What we are seeing on the good side are individual plastic sectors experiencing growth, while others are either stable or only slightly growing. In recent remarks at the triennial K 2013 Plastics Trade Show in Düsseldorf, Germany, Mr. Bill Carteaux, President of the Society of Plastics Industry said “the plastics business is the third largest U.S. manufacturing sector and unlike many other sectors, the plastics trade surplus continues to grow.” This is indeed an indicator of the potential growth of this industry sector.
- Third Largest Industry sector in the U.S.
- The value of goods shipped by the industry was more than $373 billion
- In 2012, the U.S. Plastics Industry exported $58.5 billion worth of goods
- In 2012, the U.S. Plastics Industry had a positive trade balance of $13.1 billion
- The first half of 2013 indicates that U.S. Plastics Industry exported goods were up by 1.8% from 2012
- The U.S. Plastics Industry Employed 892,000
- The U.S. Plastics Industry Invested %9.6 billion in new capital equipment at 215,949 facilities across the U.S.

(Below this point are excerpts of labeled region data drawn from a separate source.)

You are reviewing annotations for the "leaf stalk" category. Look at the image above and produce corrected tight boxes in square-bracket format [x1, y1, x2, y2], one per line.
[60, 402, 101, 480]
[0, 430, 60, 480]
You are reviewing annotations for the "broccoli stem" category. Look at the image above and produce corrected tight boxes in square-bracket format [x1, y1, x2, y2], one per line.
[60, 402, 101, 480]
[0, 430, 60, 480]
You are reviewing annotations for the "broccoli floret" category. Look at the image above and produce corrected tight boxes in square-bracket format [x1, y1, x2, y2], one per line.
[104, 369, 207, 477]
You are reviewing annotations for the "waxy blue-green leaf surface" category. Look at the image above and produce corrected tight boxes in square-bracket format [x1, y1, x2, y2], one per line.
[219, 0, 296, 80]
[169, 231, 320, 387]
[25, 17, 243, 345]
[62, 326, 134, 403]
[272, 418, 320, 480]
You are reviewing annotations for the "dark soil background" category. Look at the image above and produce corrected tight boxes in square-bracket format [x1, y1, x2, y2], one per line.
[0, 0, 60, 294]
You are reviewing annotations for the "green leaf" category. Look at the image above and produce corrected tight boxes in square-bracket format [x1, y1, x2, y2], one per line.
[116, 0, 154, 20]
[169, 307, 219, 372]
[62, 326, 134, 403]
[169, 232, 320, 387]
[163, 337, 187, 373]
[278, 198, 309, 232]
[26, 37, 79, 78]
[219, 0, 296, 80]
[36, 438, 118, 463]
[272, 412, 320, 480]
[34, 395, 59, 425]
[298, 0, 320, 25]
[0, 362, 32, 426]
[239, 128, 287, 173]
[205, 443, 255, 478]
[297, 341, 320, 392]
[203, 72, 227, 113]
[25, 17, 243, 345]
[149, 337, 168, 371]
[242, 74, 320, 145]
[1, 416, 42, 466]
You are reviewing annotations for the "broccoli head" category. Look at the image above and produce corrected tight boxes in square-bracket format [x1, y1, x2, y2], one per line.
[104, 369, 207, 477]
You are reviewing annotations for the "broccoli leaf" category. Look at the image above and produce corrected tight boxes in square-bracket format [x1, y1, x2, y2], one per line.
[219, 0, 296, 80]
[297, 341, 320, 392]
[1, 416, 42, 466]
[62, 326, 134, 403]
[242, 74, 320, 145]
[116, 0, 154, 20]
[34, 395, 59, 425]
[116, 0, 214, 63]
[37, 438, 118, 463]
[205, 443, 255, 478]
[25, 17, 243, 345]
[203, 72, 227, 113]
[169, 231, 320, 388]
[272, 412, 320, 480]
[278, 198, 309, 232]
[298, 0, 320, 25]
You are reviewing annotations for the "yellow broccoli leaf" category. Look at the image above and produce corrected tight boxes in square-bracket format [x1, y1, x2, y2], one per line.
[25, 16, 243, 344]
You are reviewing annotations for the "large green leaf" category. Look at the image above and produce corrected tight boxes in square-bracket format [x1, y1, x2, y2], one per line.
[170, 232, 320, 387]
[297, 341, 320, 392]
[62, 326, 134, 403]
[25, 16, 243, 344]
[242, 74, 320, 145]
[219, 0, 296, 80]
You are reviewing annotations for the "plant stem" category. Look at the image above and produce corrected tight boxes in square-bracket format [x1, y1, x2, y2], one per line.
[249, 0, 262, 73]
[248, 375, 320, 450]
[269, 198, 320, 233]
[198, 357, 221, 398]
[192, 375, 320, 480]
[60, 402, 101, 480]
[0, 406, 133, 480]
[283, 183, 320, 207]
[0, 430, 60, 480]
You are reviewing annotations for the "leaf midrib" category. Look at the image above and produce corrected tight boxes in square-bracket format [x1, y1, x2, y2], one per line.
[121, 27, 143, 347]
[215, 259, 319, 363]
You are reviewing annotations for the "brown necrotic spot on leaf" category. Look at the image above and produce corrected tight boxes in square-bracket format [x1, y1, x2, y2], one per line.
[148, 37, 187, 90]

In a recent benchmarking survey conducted by Plate & Moran PLLC, 84 companies representing 131 facilities in the U.S., Mexico and Canada were contacted. The participants were broken into four groups with annual sales:
- Less than 12.8 million
- $12.8 to $20million
- $20 to $29.8 million
- $29.8 million and above
Jeff Mengel a report author and partner commented that: ‘The results were that the smaller companies are getting a little bit larger and are up to $20 million in sales vs. the $15 million it was in 2009’
“Additionally, personnel turn over is hovering at a low level around 22.8%, likely due to the increase in wages and the greater use of automation.”
“Labor productivity, as measured by value-add, or sales less material and outside processing, divided by total full-time equivalents, also jumped in 2012”
What does all this mean? The trend for plastics is tied directly to the type of processing being undertaken. Automotive, packaging and medical device processors are the leaders while others are stable or just barely growing. It is also tied to the new efficiencies created during the 2008-9 period, companies doing more with less. A major supporting element is the increased use of technology and state of the art Robotics. This single factor will allow companies to both bring back top the U.S. and remain competitive for the long term. And while there is no need to rush to find alternative feed stocks that industry will continue to grow and add to the expansion of the overall plastics industry.